Flexible foe threatens training
TEACHER trainers have serious doubts about a Government plan to attract older people and undergraduates into the profession.
They say the proposal to make the postgraduate certificate in education modular and flexible will result in a poor-quality course. They also warn that undergraduates who have the course woven into their degree risk damaging their main qualification. Modular PGCEs - which could take longer than a year to complete - are outlined in the Government's teaching Green Paper.
The Teacher Training Agency is already designing a pilot, and universities will be asked to devise ways of integrating modules into undergraduate courses, which students could take while gaining experience and credits by working as paid associates in schools.

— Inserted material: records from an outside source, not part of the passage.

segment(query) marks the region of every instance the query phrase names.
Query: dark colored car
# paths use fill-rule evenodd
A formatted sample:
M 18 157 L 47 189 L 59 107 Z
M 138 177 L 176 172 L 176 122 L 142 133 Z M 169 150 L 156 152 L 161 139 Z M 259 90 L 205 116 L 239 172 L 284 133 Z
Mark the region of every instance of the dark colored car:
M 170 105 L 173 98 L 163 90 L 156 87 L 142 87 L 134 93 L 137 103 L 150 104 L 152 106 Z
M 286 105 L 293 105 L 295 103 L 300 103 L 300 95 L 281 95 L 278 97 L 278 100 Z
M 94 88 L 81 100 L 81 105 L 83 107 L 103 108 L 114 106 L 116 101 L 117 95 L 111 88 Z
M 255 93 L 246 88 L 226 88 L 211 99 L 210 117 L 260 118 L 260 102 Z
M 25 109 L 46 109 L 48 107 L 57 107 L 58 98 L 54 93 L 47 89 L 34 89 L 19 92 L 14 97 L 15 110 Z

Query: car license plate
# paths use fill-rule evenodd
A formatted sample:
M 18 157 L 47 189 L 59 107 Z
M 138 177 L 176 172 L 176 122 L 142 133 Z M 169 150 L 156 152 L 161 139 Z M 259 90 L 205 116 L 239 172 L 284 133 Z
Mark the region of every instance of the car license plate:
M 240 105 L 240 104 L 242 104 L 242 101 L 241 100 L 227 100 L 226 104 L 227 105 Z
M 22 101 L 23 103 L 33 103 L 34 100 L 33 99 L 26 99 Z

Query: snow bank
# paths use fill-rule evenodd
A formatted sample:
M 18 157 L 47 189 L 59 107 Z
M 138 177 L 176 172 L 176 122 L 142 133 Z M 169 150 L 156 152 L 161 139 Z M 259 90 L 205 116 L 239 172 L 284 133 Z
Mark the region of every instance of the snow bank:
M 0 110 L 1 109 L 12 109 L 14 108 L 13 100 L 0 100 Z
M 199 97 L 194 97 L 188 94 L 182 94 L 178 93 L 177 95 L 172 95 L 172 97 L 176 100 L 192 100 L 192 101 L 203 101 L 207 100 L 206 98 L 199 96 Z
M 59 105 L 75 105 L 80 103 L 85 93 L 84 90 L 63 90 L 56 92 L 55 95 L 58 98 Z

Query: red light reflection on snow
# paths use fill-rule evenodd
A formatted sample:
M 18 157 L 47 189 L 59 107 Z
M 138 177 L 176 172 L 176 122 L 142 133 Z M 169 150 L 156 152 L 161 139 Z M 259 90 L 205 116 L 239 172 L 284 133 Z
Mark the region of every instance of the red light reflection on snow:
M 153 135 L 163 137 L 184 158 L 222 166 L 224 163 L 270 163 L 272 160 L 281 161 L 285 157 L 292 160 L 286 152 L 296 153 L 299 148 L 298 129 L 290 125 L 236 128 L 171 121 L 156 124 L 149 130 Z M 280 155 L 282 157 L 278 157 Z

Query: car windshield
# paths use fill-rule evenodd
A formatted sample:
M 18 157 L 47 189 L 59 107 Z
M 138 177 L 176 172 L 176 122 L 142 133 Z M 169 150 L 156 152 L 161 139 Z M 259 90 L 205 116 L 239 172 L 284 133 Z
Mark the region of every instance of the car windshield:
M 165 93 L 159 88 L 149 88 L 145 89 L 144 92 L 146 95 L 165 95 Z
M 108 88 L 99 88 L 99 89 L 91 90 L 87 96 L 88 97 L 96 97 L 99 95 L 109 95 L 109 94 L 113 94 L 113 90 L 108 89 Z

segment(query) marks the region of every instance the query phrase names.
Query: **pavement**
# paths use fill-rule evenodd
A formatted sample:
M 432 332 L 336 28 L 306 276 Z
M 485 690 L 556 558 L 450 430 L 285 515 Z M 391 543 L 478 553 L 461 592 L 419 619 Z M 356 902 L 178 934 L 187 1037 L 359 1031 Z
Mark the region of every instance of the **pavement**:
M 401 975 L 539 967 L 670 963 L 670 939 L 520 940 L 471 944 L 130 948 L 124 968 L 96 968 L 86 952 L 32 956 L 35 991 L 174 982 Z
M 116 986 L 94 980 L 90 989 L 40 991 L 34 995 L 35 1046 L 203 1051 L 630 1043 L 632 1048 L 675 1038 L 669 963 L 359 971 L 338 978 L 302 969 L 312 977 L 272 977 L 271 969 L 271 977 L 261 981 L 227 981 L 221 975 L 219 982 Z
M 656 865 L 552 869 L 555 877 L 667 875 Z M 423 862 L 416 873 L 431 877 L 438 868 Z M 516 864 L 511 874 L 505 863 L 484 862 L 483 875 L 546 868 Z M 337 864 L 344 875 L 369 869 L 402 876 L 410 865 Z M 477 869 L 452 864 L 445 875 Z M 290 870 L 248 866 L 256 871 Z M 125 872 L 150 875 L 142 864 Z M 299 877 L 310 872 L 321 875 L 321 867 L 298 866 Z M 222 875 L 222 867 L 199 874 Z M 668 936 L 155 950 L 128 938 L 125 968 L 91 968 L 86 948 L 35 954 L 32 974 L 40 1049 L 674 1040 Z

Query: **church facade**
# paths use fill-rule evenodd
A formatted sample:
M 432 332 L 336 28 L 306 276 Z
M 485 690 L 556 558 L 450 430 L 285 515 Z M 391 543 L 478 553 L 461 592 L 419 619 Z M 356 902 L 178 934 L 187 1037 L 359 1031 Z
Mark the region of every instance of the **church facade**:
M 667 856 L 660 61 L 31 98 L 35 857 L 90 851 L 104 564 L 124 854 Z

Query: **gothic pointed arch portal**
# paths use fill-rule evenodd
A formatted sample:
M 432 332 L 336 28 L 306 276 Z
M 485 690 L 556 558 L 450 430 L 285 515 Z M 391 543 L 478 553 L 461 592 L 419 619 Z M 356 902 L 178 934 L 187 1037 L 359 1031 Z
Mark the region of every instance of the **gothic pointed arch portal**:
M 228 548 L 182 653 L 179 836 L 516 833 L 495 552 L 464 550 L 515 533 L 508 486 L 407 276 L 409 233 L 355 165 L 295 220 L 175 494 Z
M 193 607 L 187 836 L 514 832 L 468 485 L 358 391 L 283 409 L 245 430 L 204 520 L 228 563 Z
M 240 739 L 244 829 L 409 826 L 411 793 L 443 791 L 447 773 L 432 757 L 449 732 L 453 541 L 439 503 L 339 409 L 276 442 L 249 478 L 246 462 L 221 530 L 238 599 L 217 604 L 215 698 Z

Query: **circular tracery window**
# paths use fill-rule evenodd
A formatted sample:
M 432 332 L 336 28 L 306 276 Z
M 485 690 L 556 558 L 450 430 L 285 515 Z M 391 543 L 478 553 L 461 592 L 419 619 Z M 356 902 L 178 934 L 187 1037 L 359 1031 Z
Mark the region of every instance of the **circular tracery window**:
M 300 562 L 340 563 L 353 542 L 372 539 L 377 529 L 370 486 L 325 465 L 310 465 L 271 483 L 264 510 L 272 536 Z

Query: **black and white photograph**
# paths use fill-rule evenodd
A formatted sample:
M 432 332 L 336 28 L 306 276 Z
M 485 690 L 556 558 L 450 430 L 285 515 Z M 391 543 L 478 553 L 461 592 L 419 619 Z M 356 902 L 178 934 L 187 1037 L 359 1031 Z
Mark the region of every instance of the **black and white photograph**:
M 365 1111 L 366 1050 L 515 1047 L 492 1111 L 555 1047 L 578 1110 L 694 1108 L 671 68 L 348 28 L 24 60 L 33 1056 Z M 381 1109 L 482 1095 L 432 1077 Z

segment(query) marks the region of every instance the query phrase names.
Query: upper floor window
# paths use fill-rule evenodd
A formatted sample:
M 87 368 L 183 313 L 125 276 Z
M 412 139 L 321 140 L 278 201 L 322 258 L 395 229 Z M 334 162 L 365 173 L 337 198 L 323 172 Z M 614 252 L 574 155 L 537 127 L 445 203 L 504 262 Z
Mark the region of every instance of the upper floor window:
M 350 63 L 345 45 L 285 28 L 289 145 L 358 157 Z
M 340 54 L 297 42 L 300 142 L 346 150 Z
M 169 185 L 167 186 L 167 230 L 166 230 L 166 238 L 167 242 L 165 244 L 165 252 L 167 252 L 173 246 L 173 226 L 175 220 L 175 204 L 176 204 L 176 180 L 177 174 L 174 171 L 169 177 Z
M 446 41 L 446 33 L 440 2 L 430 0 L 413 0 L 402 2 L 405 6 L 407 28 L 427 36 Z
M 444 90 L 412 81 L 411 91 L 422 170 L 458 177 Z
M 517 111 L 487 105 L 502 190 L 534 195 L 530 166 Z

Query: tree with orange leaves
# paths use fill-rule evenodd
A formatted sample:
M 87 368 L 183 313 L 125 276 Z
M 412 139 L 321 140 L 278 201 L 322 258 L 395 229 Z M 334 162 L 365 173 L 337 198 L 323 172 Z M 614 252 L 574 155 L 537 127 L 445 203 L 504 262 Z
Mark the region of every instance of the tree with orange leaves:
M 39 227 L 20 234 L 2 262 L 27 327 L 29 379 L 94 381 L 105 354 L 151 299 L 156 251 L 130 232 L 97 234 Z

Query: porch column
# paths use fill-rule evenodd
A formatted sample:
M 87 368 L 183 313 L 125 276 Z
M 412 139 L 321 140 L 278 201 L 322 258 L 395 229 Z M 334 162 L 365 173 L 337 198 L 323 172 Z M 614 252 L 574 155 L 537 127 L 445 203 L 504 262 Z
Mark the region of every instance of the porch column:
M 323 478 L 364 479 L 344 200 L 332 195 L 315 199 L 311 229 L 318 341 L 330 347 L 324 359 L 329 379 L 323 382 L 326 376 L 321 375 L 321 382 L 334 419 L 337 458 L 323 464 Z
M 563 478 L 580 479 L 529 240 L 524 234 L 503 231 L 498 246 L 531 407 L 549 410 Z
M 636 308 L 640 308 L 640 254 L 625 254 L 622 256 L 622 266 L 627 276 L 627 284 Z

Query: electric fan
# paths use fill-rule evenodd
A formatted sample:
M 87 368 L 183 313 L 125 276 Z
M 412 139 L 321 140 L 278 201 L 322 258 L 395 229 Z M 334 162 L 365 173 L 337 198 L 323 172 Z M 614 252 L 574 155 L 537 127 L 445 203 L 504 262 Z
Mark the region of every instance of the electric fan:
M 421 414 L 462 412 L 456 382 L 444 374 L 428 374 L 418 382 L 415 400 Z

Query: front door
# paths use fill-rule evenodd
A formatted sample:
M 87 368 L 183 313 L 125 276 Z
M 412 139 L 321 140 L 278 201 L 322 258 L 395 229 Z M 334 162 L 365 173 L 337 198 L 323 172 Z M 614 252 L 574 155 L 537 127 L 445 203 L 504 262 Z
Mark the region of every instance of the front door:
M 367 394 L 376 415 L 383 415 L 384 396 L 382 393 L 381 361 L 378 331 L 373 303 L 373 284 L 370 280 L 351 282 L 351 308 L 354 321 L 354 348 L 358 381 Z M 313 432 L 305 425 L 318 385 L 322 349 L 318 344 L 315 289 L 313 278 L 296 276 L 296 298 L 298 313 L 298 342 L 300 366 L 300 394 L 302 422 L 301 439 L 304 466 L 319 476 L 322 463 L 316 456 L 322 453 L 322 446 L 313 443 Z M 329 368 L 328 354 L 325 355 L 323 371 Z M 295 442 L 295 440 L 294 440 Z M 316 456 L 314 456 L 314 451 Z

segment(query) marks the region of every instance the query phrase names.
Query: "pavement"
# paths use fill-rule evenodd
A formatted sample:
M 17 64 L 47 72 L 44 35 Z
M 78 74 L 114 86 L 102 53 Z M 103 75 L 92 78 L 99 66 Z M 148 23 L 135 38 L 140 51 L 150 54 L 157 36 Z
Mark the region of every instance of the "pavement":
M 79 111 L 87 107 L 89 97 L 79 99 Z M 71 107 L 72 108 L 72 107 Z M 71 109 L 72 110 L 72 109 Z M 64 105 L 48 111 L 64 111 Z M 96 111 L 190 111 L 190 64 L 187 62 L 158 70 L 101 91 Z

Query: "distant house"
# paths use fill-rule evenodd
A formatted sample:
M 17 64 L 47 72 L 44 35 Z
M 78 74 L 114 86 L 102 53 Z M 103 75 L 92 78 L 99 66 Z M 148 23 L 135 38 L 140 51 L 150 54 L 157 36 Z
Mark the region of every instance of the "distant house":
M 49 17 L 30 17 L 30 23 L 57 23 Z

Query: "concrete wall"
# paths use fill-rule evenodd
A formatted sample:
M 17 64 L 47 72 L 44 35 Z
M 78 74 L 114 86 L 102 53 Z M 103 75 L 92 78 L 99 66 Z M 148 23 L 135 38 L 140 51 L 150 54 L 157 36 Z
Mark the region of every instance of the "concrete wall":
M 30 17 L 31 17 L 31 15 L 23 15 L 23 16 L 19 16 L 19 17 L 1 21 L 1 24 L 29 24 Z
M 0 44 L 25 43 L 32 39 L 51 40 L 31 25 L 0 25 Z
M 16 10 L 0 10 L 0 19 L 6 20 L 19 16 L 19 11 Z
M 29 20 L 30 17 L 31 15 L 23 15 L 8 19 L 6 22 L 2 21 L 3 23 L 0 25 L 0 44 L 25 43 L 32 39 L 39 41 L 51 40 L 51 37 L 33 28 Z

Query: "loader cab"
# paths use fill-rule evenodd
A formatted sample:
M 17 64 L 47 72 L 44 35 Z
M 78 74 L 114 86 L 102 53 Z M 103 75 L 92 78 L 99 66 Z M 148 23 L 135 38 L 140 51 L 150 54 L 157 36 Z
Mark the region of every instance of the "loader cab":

But Nigel Gates, executive member of the Association of University Teachers, warned: "Teacher training is a complex, involved task and just fitting together bits and pieces over a substantial period won't provide the quality we need."
Undergraduate work would suffer. Mr Gates said: "Getting a degree is a full-time occupation. A lot of students are already working part-time and it must be at the expense of their studies.
"The Government is clutching at straws. Recruitment is so bad they have to consider almost every alternative."
The Universities Council for the Education of Teachers also has concerns while backing the search for new routes into teaching. It has long sought a salary for trainee teachers but fears paying some undergraduates to work in schools will prove divisive.
UCET chair Mike Newby said: "You'll have a PGCE student being properly trained and going into school for free and an undergraduate being paid. What will they be paid to do and who will be paying?" TTA spokesman Stephen Hillier warned the AUT and UCET they were out of touch with their members. He said universities had welcomed modular PGCEs at Green Paper conferences.
"It would be disappointing if their representatives pour cold water on a very exciting development," he said. "It's premature to criticise proposals which haven't appeared yet in any detail."